Spirit Influences on the Arts of Power:  The David and Karina Rilling Collection of African Art“Spirit Influences on the Arts of Power: The David and Karina Rilling Collection of African Art” will open Feb. 11 at Wake Forest University’s Museum of Anthropology. The exhibit, which explores how objects connected to the spirit world become essential to governing and decision-making in African societies, will run through May 21.

The exhibit includes more than 40 African objects donated to the museum by David Rilling, a Pennsylvania physician and art collector, and his wife, Karina. The exhibit features objects associated with kingship from Cameroon and Ghana, including a brass throne and beaded crowns, as well as West and Central African objects related to ancestral leadership, such as masks and power figures serving as intermediaries between the living and the dead.

Three free public lectures are also scheduled in association with the exhibit.

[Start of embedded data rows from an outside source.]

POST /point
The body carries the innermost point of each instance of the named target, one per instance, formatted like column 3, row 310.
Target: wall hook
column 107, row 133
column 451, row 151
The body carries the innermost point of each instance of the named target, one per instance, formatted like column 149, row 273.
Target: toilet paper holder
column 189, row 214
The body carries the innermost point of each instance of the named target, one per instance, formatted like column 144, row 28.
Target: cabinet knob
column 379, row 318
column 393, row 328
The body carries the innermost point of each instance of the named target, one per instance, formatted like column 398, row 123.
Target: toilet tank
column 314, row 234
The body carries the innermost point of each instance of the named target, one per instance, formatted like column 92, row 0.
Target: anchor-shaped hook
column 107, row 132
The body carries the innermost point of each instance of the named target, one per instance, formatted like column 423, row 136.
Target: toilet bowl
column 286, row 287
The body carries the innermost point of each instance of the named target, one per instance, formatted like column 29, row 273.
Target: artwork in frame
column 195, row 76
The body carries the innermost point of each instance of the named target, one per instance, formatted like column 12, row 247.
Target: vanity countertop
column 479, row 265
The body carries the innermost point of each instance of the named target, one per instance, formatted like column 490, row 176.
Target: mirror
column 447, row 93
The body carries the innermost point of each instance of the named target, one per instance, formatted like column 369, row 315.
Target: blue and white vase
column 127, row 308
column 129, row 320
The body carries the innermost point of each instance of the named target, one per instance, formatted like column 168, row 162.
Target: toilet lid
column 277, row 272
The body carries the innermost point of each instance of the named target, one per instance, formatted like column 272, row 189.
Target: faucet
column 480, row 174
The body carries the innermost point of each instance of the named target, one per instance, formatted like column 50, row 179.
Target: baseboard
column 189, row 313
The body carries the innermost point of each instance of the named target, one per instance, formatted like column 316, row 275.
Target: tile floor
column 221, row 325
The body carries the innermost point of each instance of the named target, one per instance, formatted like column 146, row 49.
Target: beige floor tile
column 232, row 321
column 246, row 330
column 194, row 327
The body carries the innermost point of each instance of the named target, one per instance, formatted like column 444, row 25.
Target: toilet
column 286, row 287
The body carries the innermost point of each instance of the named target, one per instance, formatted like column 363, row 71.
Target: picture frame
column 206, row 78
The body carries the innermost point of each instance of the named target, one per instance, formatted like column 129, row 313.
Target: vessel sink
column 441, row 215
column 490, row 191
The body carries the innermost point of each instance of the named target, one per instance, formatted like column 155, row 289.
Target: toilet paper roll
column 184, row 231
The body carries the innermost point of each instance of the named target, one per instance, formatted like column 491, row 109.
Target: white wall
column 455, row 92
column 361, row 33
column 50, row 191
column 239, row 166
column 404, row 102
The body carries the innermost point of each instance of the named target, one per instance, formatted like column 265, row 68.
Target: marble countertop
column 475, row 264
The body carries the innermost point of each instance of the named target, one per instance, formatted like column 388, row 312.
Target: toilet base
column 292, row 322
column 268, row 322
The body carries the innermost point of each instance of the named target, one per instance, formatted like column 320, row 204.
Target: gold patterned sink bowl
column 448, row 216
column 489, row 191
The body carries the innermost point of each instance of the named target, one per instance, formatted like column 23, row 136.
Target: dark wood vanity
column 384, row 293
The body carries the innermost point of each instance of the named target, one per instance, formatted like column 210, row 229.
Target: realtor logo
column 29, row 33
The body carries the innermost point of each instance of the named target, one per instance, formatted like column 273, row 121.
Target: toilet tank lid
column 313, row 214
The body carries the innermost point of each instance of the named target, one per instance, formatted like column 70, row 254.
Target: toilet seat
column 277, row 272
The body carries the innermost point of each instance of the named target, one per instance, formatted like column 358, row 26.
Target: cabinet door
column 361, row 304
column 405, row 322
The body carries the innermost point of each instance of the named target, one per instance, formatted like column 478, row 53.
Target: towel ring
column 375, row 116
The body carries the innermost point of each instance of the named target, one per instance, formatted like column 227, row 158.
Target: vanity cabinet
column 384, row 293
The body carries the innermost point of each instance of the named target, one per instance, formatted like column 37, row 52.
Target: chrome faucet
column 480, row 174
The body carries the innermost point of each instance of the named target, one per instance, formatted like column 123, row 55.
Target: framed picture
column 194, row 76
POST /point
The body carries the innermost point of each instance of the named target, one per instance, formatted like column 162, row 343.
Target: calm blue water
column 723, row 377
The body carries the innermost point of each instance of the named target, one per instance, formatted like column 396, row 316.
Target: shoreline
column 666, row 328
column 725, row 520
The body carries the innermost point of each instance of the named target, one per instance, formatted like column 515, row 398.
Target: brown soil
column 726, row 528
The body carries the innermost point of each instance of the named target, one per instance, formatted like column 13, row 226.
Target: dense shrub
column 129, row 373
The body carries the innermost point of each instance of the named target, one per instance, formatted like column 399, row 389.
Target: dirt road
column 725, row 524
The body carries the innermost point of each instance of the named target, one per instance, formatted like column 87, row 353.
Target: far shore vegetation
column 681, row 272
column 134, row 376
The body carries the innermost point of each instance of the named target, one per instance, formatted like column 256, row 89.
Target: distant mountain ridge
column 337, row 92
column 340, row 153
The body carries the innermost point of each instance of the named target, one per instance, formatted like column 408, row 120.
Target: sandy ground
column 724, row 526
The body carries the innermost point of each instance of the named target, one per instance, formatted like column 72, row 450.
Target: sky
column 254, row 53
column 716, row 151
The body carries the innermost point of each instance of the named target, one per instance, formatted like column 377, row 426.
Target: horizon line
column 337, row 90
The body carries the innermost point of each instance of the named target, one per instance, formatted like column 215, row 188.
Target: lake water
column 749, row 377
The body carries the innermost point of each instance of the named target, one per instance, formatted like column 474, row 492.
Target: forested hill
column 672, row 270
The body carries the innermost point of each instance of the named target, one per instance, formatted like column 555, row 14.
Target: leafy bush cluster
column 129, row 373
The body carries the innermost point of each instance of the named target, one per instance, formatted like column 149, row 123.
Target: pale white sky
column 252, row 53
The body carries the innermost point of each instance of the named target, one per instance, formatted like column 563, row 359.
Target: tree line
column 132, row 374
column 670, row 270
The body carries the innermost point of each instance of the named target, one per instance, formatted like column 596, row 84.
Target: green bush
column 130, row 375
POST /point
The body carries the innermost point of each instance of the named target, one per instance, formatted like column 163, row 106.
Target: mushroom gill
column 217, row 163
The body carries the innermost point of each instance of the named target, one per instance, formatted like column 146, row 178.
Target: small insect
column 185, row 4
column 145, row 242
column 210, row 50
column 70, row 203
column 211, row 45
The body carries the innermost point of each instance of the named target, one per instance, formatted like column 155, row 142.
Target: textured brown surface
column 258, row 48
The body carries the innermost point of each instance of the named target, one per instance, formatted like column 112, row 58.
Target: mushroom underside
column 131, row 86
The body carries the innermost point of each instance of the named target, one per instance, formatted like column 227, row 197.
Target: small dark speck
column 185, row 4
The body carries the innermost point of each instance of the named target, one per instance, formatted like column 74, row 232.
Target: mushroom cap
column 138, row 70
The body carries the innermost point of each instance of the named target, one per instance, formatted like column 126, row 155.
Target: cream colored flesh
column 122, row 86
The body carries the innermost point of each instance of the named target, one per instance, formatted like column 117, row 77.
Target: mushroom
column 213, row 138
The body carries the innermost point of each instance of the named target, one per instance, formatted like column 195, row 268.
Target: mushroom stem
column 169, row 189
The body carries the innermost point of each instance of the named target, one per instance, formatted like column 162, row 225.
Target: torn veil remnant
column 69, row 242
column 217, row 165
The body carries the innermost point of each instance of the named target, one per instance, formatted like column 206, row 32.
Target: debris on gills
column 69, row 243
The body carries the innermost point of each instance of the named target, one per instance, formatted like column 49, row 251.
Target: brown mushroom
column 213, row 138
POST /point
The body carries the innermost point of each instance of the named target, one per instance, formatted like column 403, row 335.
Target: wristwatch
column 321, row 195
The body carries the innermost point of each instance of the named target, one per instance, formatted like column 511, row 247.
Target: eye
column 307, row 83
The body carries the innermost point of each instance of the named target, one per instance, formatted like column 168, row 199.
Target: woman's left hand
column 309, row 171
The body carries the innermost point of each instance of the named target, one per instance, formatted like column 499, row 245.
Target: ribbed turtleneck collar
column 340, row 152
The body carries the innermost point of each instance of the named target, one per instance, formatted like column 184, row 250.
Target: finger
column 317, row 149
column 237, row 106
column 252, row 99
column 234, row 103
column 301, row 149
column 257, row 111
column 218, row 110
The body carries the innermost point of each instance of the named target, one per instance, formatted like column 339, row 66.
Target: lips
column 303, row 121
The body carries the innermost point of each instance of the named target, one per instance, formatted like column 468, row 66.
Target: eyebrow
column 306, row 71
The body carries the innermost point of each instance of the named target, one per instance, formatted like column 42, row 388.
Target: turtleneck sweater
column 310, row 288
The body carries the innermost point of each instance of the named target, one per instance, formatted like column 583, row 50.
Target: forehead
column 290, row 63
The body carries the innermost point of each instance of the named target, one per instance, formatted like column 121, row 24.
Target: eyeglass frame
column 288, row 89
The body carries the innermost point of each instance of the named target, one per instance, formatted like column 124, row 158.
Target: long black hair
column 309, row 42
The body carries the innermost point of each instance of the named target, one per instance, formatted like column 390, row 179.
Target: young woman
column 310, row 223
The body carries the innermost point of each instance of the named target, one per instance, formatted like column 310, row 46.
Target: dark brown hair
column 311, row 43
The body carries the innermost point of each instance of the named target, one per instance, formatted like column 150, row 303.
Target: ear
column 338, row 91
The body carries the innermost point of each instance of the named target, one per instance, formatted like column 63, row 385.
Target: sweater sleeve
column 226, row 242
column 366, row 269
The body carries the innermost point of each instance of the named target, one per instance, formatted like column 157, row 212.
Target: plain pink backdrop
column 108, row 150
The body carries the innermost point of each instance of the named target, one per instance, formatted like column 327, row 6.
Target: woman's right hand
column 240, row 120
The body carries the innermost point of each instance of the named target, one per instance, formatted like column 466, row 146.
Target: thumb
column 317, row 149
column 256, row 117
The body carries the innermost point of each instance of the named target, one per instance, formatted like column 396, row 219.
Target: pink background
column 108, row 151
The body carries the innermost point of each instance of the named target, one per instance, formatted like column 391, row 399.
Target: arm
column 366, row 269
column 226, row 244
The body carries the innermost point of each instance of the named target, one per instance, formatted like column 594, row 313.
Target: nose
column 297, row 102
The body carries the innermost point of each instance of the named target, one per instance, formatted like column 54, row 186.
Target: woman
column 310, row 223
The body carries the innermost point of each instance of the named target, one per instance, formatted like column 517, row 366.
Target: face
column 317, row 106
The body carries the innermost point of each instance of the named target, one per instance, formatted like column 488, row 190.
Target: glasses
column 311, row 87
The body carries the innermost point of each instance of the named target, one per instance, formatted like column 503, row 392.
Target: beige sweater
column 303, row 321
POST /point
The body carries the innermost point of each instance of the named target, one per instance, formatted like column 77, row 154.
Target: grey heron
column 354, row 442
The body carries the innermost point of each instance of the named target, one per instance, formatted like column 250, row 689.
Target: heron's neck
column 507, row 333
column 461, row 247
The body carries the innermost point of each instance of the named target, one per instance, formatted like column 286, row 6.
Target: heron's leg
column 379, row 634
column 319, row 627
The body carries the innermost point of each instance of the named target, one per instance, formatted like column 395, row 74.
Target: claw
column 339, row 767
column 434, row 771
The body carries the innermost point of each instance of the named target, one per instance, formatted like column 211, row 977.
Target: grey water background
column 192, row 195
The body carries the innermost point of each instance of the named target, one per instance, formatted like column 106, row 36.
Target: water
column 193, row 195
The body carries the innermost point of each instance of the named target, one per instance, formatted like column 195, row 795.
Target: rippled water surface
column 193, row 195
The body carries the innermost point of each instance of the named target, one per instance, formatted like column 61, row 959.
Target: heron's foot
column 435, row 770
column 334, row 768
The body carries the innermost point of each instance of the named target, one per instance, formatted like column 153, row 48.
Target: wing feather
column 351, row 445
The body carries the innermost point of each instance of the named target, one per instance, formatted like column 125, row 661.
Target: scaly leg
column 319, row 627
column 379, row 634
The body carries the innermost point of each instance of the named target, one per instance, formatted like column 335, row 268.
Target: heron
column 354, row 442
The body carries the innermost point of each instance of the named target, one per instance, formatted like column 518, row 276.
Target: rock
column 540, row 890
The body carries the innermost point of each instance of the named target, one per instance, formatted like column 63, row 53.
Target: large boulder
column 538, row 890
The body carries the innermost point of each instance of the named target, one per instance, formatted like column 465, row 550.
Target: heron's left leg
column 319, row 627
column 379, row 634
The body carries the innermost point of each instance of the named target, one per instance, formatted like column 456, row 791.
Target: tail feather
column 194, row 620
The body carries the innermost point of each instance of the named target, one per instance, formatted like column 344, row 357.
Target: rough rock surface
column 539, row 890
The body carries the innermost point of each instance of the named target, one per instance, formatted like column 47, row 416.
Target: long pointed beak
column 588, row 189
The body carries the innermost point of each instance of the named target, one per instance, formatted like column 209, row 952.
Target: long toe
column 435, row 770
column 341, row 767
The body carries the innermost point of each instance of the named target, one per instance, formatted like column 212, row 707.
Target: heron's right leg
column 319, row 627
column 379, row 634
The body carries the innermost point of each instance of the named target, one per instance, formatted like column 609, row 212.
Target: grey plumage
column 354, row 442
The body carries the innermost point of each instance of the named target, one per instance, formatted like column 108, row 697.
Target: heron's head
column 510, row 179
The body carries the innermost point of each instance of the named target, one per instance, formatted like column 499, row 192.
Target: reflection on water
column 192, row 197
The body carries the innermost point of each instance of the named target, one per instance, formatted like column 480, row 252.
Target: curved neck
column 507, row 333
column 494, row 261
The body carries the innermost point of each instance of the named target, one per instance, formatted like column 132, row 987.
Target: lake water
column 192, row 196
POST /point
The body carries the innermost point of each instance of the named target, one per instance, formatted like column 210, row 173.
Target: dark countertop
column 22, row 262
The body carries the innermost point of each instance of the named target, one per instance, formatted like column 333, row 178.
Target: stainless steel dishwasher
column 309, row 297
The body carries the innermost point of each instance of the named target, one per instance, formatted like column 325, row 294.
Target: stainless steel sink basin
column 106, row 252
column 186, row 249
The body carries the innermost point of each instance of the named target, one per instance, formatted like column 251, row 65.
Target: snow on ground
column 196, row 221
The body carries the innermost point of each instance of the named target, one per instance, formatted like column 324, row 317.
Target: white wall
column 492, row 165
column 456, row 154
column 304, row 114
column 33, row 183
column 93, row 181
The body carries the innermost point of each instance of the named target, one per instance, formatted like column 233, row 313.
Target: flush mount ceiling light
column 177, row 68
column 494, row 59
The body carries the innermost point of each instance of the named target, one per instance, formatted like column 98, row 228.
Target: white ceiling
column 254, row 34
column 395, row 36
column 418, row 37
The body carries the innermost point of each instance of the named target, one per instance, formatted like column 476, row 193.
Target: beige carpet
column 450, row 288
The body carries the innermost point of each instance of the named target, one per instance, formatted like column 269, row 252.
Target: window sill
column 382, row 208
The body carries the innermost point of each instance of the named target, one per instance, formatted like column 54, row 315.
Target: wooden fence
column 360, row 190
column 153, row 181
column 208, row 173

Simeon Ilesanmi, associate professor of religion at Wake Forest, will present “The Importance of the Ancestral and Spiritual Worlds in the Control and Legitimization of Authority in African Kingdoms” at 7:30 p.m. Feb. 17.

On March 15 at 7:30 p.m., Yomi Durotoye, senior lecturer of political science at Wake Forest, will discuss Yoruba art and the questions that arise from defining African art as either “traditional” or “contemporary.”

On April 20, Victor Archibong, professor of political science at Greensboro College, will present “Traditional Political Structure in African Societies.”